Essentially batches are subsets of the dataset which you feed into the training loop. After one batch has been fed into the training loop, you use the results to update your model parameters. So if you have a dataset of size 100, you may take a batch size of 20, which would mean for each epoch, you’d have to update your parameters 5 times. You can refer to this as minibatch gradient descent. We’ll be using a batch size of 10. Given that our dataset has the size of 1,000 we know the number of times the parameters are updated in one epoch is:

\[ \dfrac{\text{Dataset Size}}{\text{Batch Size}} = \dfrac{1000}{10} = 100 \text{ times} \]

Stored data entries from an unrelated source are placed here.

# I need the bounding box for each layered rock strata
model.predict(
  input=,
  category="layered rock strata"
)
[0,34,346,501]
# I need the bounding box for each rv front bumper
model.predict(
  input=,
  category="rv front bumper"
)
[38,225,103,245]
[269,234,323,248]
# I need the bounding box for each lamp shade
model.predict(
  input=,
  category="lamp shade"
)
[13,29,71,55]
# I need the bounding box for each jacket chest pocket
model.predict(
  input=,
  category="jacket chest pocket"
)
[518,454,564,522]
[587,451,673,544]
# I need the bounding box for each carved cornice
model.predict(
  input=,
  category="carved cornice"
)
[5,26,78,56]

def data_iter(batch_size, features, labels):
    """
    Creating minibatches to use in training
    """
    num_examples = len(features)
    indicies = list(range(num_examples))
    random.shuffle(indicies)
    for i in range(0, num_examples, batch_size):
        j = tf.constant(indicies[i : min(i + batch_size, num_examples)])
        yield tf.gather(features, j), tf.gather(labels, j)

The rest of the code here should be relatively clear, but if it isnt here’s a brief summary:

linear_regression: Performs the actual linear regression with the tensorflow function matmul
squared_loss: Calculates the squared loss between the predicted and the actual values (MSE)

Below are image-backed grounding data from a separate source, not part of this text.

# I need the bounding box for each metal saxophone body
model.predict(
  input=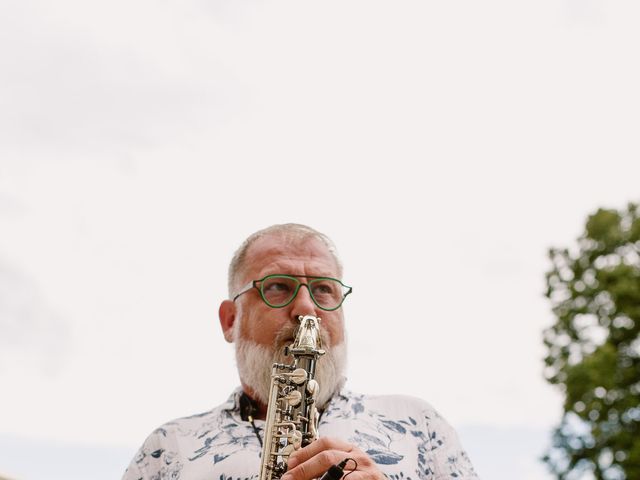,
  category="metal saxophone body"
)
[259,315,325,480]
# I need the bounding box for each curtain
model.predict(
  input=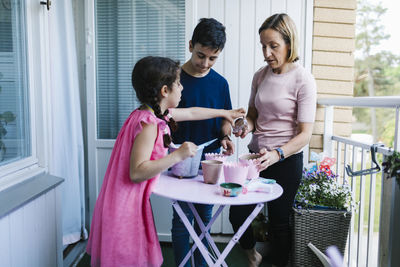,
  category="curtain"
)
[48,0,86,245]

The final training loop simply takes the values of the number of epochs (i.e. the number of times we want to complete a training iteration) and applies the tensorflow implementation of gradient to our function, with respect to our losses and the current weights and biases. Take some time to play with this if you aren’t clear (and print things out!).

def linear_regression(X, w, b):
    return tf.matmul(X, w) + b

def squared_loss(y_hat, y):
    return (y_hat - tf.reshape(y, y_hat.shape))**2 / 2

def sgd(params, grads, lr, batch_size):
    for param, grad in zip(params, grads):
        param.assign_sub(lr*grad/batch_size)

w = tf.Variable(tf.random.normal(shape=(2, 1), mean=0, stddev=0.01),
                trainable=True)
b = tf.Variable(tf.zeros(1), trainable=True)

lr = 0.03
num_epochs = 3
net = linear_regression
loss = squared_loss


for epoch in range(num_epochs):
    for X, y in data_iter(batch_size=10, features=features, labels=labels):
        with tf.GradientTape() as g:
            l = loss(net(X, w, b), y)
        dw, db = g.gradient(l, [w, b])
        sgd([w, b], [dw, db], lr, batch_size=10)
    train_l = loss(net(features, w, b), labels)
    print(f"Epoch {epoch+1}, loss {float(tf.reduce_mean(train_l)):f}")

This is an abrupt stop, because I’ve got yet another thing I’d like to obsess about. Coming soon!